Dave Micus, Plum Island Sound

March 8th, 2004

Superstitions
(a non-story by Dave Micus)

Commercial fishermen have the reputation of being a superstitious lot. It goes back for centuries, and is understandable when you consider that, before the advent of sophisticated navigational and fish finding electronics, catching fish was in good part luck, and even if you weren't the superstitious type it wouldn't hurt to hedge your bets.

Some of the more common superstitions were: never end a boat name in a vowel; never paint a boat blue; don't leave port on a Friday; and never have a minister on your boat.

Though I don't adhere to any of these rituals (well, except the minister one), I do have rites in which I partake to try and appease the striper gods. My superstitions are homegrown with no basis in tradition: never wash a fishing hat; be on the water before the sun rises; and always fish hungry to sharpen the predatory instinct. I'm not sure how these rituals developed, but for some reason I cling to them.

I wondered about those who have earned the reputation of bringing the sport of fly-fishing to a higher level. Do they have superstitions or rituals that, at least in their own minds, give them the edge? I decided to find out.

J. Kenney Abrames is leading a quiet renaissance in North Eastern salt-water fly-fishing, where a small but growing group of striped bass anglers opt for the longer, softer rods and floating lines of days gone by and the controlled drift, wet fly swing, and greased line methods more familiar to traditional salmon angling. As the high priest of this neo-salmon fishing, I suspected that Ken would also have some interesting idiosyncrasies, like only using an antique wooden salmon reel or fishing old silk lines.

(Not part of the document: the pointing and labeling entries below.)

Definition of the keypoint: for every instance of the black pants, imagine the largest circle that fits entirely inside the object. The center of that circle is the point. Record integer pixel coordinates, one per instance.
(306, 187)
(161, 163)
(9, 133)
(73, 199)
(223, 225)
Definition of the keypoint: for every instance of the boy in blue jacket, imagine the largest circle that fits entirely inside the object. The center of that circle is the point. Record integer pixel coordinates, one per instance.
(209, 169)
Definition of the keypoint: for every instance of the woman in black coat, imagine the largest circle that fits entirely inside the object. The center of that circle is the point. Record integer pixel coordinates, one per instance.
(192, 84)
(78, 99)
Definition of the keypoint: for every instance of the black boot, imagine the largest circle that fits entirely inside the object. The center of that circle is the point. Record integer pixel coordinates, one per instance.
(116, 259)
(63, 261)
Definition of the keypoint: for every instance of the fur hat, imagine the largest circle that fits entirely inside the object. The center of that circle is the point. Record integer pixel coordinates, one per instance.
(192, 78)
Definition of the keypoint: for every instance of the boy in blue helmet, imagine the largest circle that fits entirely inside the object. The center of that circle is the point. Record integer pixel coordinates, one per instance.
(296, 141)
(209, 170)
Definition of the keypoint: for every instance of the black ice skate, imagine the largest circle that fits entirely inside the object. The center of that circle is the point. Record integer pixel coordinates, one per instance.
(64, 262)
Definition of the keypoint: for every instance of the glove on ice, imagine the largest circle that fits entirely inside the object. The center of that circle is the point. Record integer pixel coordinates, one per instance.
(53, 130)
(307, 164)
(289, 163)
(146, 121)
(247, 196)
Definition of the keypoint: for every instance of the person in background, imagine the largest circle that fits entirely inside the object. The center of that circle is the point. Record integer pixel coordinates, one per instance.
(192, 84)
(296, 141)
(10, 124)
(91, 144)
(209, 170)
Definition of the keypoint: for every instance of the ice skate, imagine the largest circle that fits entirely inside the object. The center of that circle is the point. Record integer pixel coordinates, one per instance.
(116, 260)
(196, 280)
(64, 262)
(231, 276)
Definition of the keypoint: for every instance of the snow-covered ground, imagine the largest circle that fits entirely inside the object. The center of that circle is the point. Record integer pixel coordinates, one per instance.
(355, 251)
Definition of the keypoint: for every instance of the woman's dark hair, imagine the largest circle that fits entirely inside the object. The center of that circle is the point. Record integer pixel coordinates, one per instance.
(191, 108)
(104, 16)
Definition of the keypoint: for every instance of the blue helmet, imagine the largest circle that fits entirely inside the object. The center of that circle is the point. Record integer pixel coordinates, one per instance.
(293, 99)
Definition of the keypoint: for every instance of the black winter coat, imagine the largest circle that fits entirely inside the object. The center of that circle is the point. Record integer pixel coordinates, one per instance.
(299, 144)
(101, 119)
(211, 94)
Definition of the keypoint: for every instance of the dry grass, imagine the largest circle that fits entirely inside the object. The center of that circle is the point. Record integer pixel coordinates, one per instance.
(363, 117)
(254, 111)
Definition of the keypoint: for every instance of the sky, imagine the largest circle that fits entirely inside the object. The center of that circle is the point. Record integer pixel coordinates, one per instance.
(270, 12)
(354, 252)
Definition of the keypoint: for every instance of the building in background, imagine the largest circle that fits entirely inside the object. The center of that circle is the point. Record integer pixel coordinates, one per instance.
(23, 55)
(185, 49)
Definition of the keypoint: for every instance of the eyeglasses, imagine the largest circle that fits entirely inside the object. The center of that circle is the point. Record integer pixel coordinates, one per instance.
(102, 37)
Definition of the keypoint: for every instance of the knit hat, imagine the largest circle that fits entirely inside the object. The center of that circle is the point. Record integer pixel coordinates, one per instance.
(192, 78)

I was wrong. Ken informed me that he didn't have any rituals, but strove for a proper frame of mind in which to see the big picture when fishing and not take things out of context. Ken's is a valuable perspective, but hardly the scoop I was hoping for.

I moved on to Ray Bondorew, author of Stripers and Streamers and creator of the "Ray's Fly" which, with the clouser and deceiver, must rate as one of the most productive striped bass flies of all time. Ray, along with Ken, adheres to the Rhode Island school of fly tying, a philosophy that deems less is more, and that the fleeting image of a bait fish is more enticing to stripers than a big, bulky precise imitation. Unfortunately, like Ken, Ray doesn't partake in any ritualistic voodoo before wetting a line. My interesting story about superstitions was heading south like the striped bass in late October.

Eminent fly tier and author A.K. Best shared his fly-fishing rituals with me. There wasn't much to share. "Ritual might be always suiting up before gearing up. Always spend some time looking before entering the water or casting," he said. "Not very interesting, I guess," and while I appreciate his response I have to agree with his assessment.

Perhaps the most legendary striped bass fisherman of all time, Russell Chatham, was kind enough to reply to my query. Chatham is old school, and I was sure he only fished with Dame Juliana's Jury of Twelve, or held his rod and reel up over his head while facing the rising sun like that scene in The Lion King.

"I guess I have no superstitions or rituals. Sorry," Chatham apologized. I was getting skunked.

My last chance was fisherman, hunter, and writer, William Tapply. His stories make the reader long for the days of yore, when sporting gentlemen gathered after the hunt in the dining rooms of old hotels, their dogs at their feet, a bottle of bourbon passed from hand to hand. Surely Tapply would have an interesting eccentricity, like only fishing bamboo, or wearing an old, lucky hat given to him by Sparse Gray Hackle, or, well, anything!

"I have one inflexible ritual," Tapply told me, and I thought at last, a glimpse into the secret world of the master sportsman! "Whenever I arrive at a fishing destination, whether it's a stream or a pond or the ocean, (yes, yes, go on) the first thing I do is walk down to the edge of the water. (Here it comes. He anoints his forehead. Or something). I check the level and clearness of the water and look for insects and signs of fish (oh, oh, he's losing me) - but mainly I stand there for five minutes or so just soaking in that delicious feeling of Being There Again. (A wonderful sentiment. But, Damn!)

"Absence is presence," assert the post-modernists, and that might be the case here. Some of the most well respected fly fishermen alive don't partake in any rituals, and maybe the ritual is no ritual--just quality stream craft. And who am I to argue? While it might not make for an interesting story, it makes a hell of a lot more sense than waking before dawn, putting on a dirty hat, and skipping breakfast... ~ Dave

About Dave:

Dave Micus lives in Ipswich, Massachusetts. He is an avid striped bass fly fisherman, writer and instructor. He writes a fly fishing column for the Port City Planet newspaper of Newburyport, MA (home of Plum Island and Joppa Flats) and teaches a fly fishing course at Boston University.